"In Latin America, it's primarily a kids program," Dekel says. "We're targeting elementary school-age children with school supplies and apparel sized for them. In the U.K., we have a kids program and an adult (merchandise) program. We started an infant line, and we're launching a ladies (clothing) line: The Ladies of Springfield. And in the U.S., it tends to be teens and dads that love The Simpsons."
The show has also become more marketable as it became more mainstream; the humor that used to seem so cutting edge is much tamer compared with risqué animated shows such as Fox's Family Guy and Comedy Central's South Park.
"It was once a crazy kids and teenage property," says Oliver Gers, a licensing expert who used to work at marketing firm IMG. "But it has evolved with its audience into a family show."
That fact seems to bemuse Groening.
"The goal for me was to see if I could invade pop culture — my tastes are a little more oddball and non-commercial," he says. "It was an attempt, at least in the beginning, to see how far I could push it. It's still a pretty odd show. It turned out to be popular. But it easily could have gone the other way."
T-shirts are cool
Now the goal is to keep up with trends in pop culture. For example, Fox is developing a style guide for licensed apparel and other merchandise that adopts the graphic-heavy look of classic rock album covers and tattoos, newly popularized by Guitar Hero and other video games.
"Somebody who's going to the Troubadour to watch a live show from a local band wouldn't mind wearing a shirt — it still looks cool," Dekel says. "But if you look at it closely, you'll say, 'Hey, that's Bart's head in there.' "
The Simpsons has an advantage over rivals when it comes to putting the characters into a commercial context. Most residents of Springfield are eager to get rich quick, so the real-world merchandising can become part of the gag.
"We try not to have Homer hold up a product and endorse it," Groening says. "On the other hand, Krusty the Clown will endorse anything because that's his character."

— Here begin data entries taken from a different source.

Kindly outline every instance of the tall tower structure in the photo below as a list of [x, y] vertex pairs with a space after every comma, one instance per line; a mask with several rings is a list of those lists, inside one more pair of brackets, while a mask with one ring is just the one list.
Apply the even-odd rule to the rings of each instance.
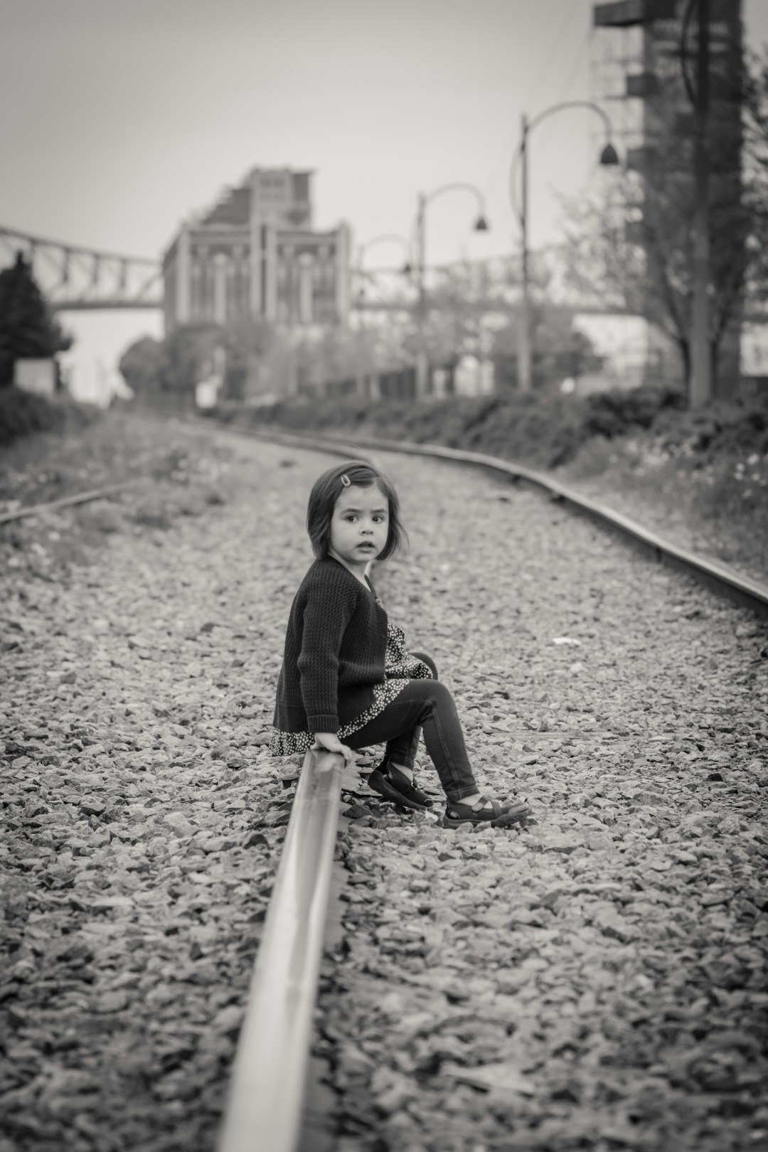
[[[736, 218], [742, 200], [742, 0], [708, 0], [707, 7], [709, 199], [721, 219], [723, 205]], [[655, 245], [649, 243], [653, 222], [663, 222], [664, 213], [670, 220], [676, 213], [685, 218], [686, 204], [692, 219], [697, 198], [698, 13], [697, 0], [617, 0], [593, 8], [592, 96], [611, 118], [628, 168], [638, 176], [637, 198], [625, 205], [626, 235], [645, 249], [649, 319], [651, 300], [661, 295], [655, 289], [666, 255], [660, 255], [661, 233]], [[737, 256], [744, 240], [736, 227], [728, 241]], [[722, 268], [713, 260], [715, 295], [724, 290], [718, 275]], [[737, 302], [720, 341], [718, 374], [727, 385], [738, 379], [739, 335]]]
[[181, 324], [261, 317], [291, 329], [342, 323], [350, 306], [350, 229], [312, 227], [311, 172], [253, 168], [164, 259], [166, 334]]

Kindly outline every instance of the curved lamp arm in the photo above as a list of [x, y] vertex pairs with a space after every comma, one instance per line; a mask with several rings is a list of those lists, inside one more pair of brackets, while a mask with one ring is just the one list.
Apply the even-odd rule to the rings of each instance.
[[367, 252], [368, 248], [373, 248], [375, 244], [383, 244], [385, 242], [400, 244], [405, 252], [405, 264], [410, 264], [411, 259], [411, 247], [404, 236], [398, 236], [394, 232], [382, 233], [380, 236], [374, 236], [372, 240], [366, 240], [364, 244], [360, 244], [357, 249], [357, 266], [363, 271], [363, 257]]
[[596, 112], [606, 128], [606, 145], [602, 152], [600, 153], [600, 164], [602, 165], [618, 164], [618, 154], [616, 152], [616, 149], [611, 144], [614, 126], [610, 122], [608, 113], [603, 108], [601, 108], [598, 104], [593, 104], [592, 100], [563, 100], [562, 104], [553, 104], [550, 108], [545, 108], [543, 112], [540, 112], [538, 116], [534, 116], [533, 120], [525, 126], [525, 131], [523, 132], [520, 143], [515, 150], [515, 156], [512, 157], [512, 166], [509, 173], [509, 192], [510, 192], [510, 199], [512, 202], [512, 207], [515, 210], [515, 214], [520, 221], [523, 219], [523, 214], [517, 204], [517, 195], [515, 190], [515, 174], [517, 172], [517, 165], [525, 147], [526, 137], [531, 131], [533, 131], [534, 128], [537, 128], [541, 123], [542, 120], [546, 120], [547, 116], [554, 115], [555, 112], [562, 112], [563, 108], [590, 108], [592, 112]]
[[[431, 204], [432, 200], [435, 199], [435, 197], [442, 196], [443, 192], [451, 192], [454, 190], [462, 190], [462, 189], [464, 191], [466, 191], [466, 192], [472, 192], [472, 195], [477, 198], [478, 205], [480, 207], [480, 215], [479, 215], [478, 219], [482, 220], [485, 222], [485, 210], [486, 210], [485, 198], [484, 198], [482, 192], [480, 191], [480, 189], [476, 188], [474, 184], [464, 184], [464, 183], [461, 183], [461, 182], [457, 183], [457, 184], [442, 184], [440, 188], [435, 188], [435, 190], [433, 192], [429, 192], [427, 196], [424, 197], [424, 204], [425, 204], [425, 206], [427, 204]], [[487, 225], [486, 225], [486, 228], [487, 228]], [[480, 229], [480, 230], [482, 232], [485, 229]]]

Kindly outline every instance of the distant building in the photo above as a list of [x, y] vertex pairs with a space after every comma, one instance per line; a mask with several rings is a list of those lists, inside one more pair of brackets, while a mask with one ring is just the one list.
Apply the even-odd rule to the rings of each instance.
[[214, 209], [182, 225], [164, 258], [166, 334], [246, 317], [291, 328], [347, 319], [350, 230], [313, 230], [311, 176], [253, 168]]
[[[626, 235], [645, 249], [647, 285], [656, 289], [656, 300], [664, 295], [659, 290], [662, 274], [645, 222], [663, 214], [670, 198], [678, 217], [682, 203], [690, 204], [691, 217], [694, 211], [698, 10], [691, 0], [616, 0], [593, 7], [591, 88], [611, 120], [626, 167], [641, 177], [639, 198], [626, 205]], [[721, 215], [728, 207], [736, 214], [742, 199], [742, 0], [709, 0], [708, 23], [709, 204]], [[736, 265], [744, 243], [736, 228], [729, 243]], [[730, 275], [730, 267], [718, 268], [713, 260], [712, 279], [723, 295]], [[648, 318], [654, 319], [653, 308]], [[740, 323], [739, 298], [720, 344], [718, 376], [727, 385], [739, 376]]]

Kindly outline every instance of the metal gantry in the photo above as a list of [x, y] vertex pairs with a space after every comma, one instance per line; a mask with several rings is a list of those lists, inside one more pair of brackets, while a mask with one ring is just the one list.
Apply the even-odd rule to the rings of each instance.
[[20, 253], [54, 311], [162, 306], [160, 260], [63, 244], [0, 225], [0, 263]]

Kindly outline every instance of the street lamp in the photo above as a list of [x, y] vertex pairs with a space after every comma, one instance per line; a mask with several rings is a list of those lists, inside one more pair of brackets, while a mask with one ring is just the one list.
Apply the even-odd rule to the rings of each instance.
[[488, 221], [485, 213], [485, 200], [482, 194], [474, 187], [474, 184], [443, 184], [441, 188], [435, 188], [433, 192], [425, 195], [419, 192], [418, 206], [416, 212], [416, 288], [417, 288], [417, 302], [416, 302], [416, 323], [418, 327], [417, 333], [417, 351], [416, 351], [416, 395], [424, 396], [427, 391], [427, 380], [429, 376], [429, 362], [427, 357], [426, 348], [426, 334], [425, 334], [425, 321], [426, 321], [426, 288], [424, 283], [425, 272], [426, 272], [426, 211], [427, 204], [431, 204], [438, 196], [442, 196], [443, 192], [450, 192], [455, 190], [463, 190], [472, 192], [478, 202], [478, 218], [474, 221], [476, 232], [488, 232]]
[[[512, 207], [517, 212], [519, 223], [520, 223], [520, 244], [522, 244], [522, 300], [520, 300], [520, 326], [517, 340], [517, 381], [520, 392], [529, 392], [531, 389], [531, 287], [529, 278], [529, 134], [546, 120], [547, 116], [552, 116], [555, 112], [562, 112], [563, 108], [590, 108], [592, 112], [596, 112], [599, 116], [602, 118], [603, 124], [606, 126], [606, 144], [600, 153], [600, 164], [606, 166], [613, 166], [618, 164], [618, 153], [616, 149], [610, 143], [611, 135], [611, 123], [608, 115], [603, 112], [601, 107], [596, 104], [592, 104], [591, 100], [565, 100], [563, 104], [555, 104], [550, 108], [545, 108], [540, 112], [538, 116], [529, 122], [525, 113], [523, 113], [523, 124], [520, 143], [512, 160], [512, 168], [510, 172], [510, 192], [512, 198]], [[517, 161], [520, 160], [523, 165], [523, 172], [520, 176], [522, 196], [519, 207], [517, 206], [517, 200], [515, 196], [515, 169]]]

Is there anything that the Simpsons wouldn't sell? Groening says that he vetoed a proposal to have Simpsons slot machines.
Dekel, though, says he keeps an open mind.
"There were times years ago when we probably would not have done some of the products we're doing today," he says. "But society, culture and the marketplace evolve. The sensibilities of the show evolve. So I never say never."
Yet while he hones his strategy to turn the Simpsons into enduring and marketable pop icons, Groening says it's important to remember that the show itself has to come first.
"We try to keep the whole Simpsons juggernaut funny and surprising," he says. "From there, everything rolls out. But very rarely is anything within the show done in a calculated way."